E ainda pode haver mais um núcleo gráfico
A mesma análise aponta outra possível mudança importante: a GPU do A20 Pro poderia passar a contar com sete núcleos.
O A19 Pro usado no iPhone 17 Pro possui atualmente GPU de seis núcleos, todos equipados com Neural Accelerators.
Um núcleo adicional não permite concluir que os gráficos ficarão automaticamente 16% ou 17% mais rápidos, porque o desempenho final depende de diversos outros elementos da arquitetura.
Ainda assim, é uma evolução interessante principalmente porque a GPU dos chips mais recentes da Apple deixou de servir apenas para desenhar gráficos na tela.
No A19 Pro, por exemplo, a Apple integrou Neural Accelerators diretamente aos núcleos gráficos e afirma que eles também ajudam na execução de modelos de inteligência artificial no próprio aparelho.
Ou seja, aumentar a capacidade da GPU hoje pode beneficiar jogos, processamento gráfico, edição de vídeo e também determinadas tarefas de inteligência artificial.
A corrida já não é apenas pelo chip mais rápido
Durante muitos anos, cada nova geração de processadores para smartphones era apresentada principalmente como uma corrida por desempenho.
Quanto mais rápido, melhor.
Mas chegamos a um ponto em que até o chip da geração anterior já possui potência de sobra para grande parte das tarefas realizadas diariamente por um usuário comum.
Abrir o WhatsApp ou carregar uma página no Safari não exige colocar toda a CPU do A19 Pro para trabalhar.

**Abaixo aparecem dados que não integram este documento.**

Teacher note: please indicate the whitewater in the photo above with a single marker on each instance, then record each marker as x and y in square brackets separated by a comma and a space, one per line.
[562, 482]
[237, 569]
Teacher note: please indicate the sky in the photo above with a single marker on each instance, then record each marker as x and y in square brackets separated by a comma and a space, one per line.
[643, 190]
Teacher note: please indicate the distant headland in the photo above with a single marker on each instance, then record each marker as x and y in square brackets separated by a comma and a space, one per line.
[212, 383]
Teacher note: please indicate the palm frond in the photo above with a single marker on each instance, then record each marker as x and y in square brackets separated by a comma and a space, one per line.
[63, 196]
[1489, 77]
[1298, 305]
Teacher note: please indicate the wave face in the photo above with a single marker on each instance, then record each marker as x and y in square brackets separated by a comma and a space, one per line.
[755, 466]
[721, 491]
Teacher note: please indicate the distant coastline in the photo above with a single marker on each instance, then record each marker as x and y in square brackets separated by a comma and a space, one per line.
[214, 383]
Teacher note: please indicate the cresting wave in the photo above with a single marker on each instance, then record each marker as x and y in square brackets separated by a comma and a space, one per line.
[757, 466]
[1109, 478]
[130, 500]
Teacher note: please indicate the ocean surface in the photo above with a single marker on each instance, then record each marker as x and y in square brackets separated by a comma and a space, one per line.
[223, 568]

O desafio agora é diferente.
É conseguir realizar mais tarefas usando menos energia, manter alto desempenho por mais tempo, reduzir a geração de calor e aumentar a capacidade de processamento local sem sacrificar a autonomia da bateria.

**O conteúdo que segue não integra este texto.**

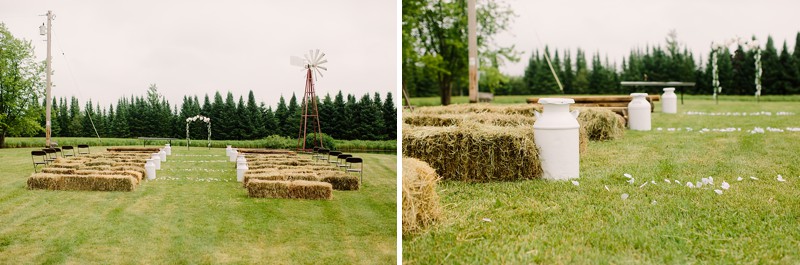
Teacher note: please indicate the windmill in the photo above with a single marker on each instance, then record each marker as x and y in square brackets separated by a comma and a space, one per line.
[312, 64]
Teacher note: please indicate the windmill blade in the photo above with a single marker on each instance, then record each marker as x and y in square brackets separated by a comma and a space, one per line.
[296, 61]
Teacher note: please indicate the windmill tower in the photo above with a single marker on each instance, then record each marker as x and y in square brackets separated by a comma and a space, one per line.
[312, 64]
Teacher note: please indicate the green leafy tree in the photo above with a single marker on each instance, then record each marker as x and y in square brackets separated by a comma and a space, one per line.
[20, 87]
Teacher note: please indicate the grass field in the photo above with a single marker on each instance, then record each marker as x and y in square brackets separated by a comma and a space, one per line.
[195, 212]
[546, 222]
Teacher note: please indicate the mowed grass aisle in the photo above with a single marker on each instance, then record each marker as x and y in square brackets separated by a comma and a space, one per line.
[547, 222]
[195, 212]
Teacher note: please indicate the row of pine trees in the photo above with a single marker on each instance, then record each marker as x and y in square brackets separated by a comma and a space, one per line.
[341, 117]
[781, 71]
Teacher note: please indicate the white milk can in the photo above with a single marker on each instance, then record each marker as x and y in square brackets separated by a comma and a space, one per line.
[156, 160]
[669, 101]
[639, 112]
[150, 169]
[233, 154]
[241, 168]
[555, 134]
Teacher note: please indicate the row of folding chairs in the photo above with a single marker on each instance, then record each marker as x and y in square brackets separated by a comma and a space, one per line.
[340, 160]
[47, 155]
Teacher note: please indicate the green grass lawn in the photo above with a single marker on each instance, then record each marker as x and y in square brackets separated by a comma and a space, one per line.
[548, 222]
[195, 212]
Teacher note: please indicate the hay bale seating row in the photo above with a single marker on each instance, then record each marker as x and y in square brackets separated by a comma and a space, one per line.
[599, 124]
[298, 189]
[475, 152]
[420, 200]
[48, 181]
[95, 172]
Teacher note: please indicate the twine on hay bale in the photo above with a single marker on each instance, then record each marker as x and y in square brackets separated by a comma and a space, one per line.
[497, 119]
[44, 181]
[56, 170]
[420, 200]
[475, 152]
[601, 124]
[340, 180]
[299, 189]
[80, 182]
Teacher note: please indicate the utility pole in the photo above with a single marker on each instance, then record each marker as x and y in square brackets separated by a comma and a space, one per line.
[48, 101]
[473, 51]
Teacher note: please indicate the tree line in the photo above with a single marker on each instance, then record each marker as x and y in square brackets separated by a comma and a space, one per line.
[341, 117]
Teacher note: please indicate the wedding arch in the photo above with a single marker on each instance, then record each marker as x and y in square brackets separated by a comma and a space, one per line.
[202, 118]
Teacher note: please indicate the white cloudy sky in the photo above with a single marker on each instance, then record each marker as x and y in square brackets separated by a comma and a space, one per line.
[614, 27]
[116, 48]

A própria Apple já começou a destacar esse aspecto no iPhone 17 Pro. Ao apresentar o A19 Pro, a empresa deu grande importância ao desempenho contínuo do chip e ao sistema de refrigeração com câmara de vapor, afirmando que a combinação permite até 40% mais desempenho sustentado em relação à geração anterior.

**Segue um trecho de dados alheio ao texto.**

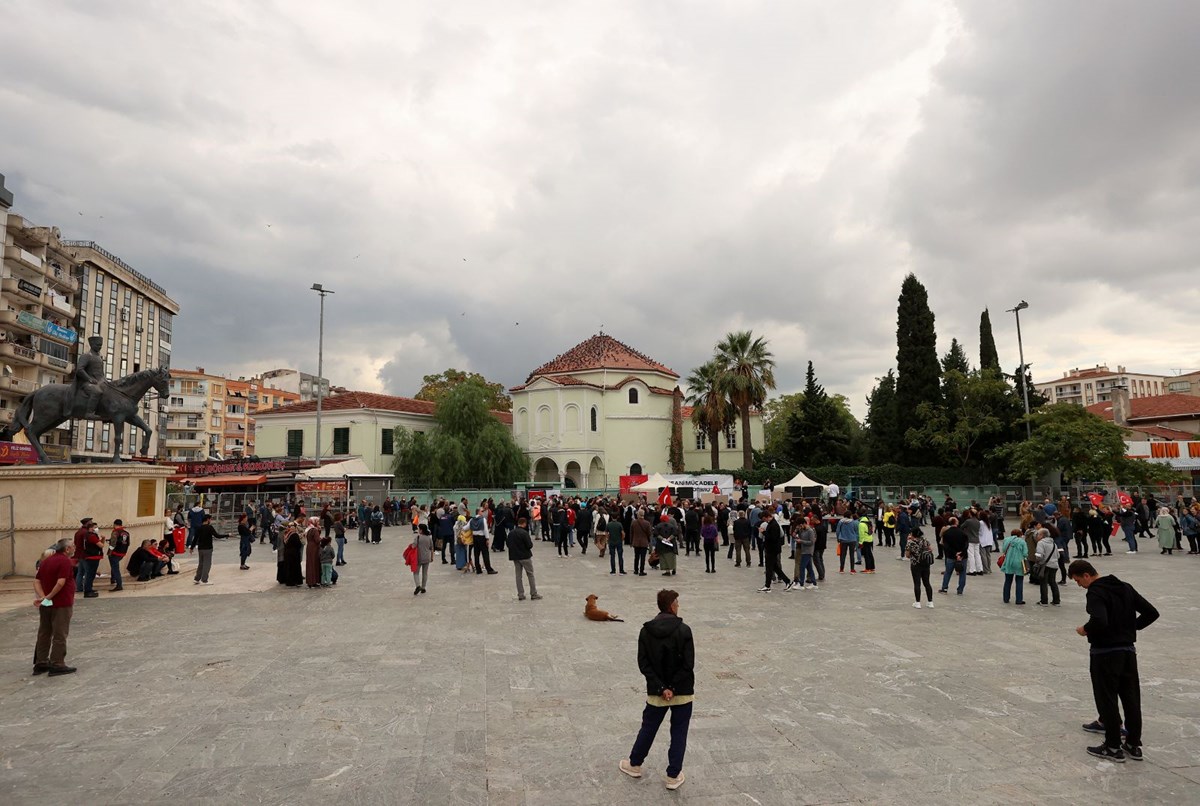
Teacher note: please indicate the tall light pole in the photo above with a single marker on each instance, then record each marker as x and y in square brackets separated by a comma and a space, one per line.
[1025, 385]
[1020, 348]
[321, 361]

É uma mudança importante de perspectiva.
O processador mais interessante para um smartphone não é necessariamente aquele que consegue atingir o maior pico de velocidade durante alguns segundos.
É aquele que consegue fazer muito trabalho, durante muito tempo, consumindo pouca energia.
Se o A20 Pro realmente ampliar o cache justamente dos seus núcleos de eficiência, talvez seja exatamente nessa parte menos chamativa da ficha técnica que esteja uma das mudanças mais interessantes do chip do iPhone 18 Pro.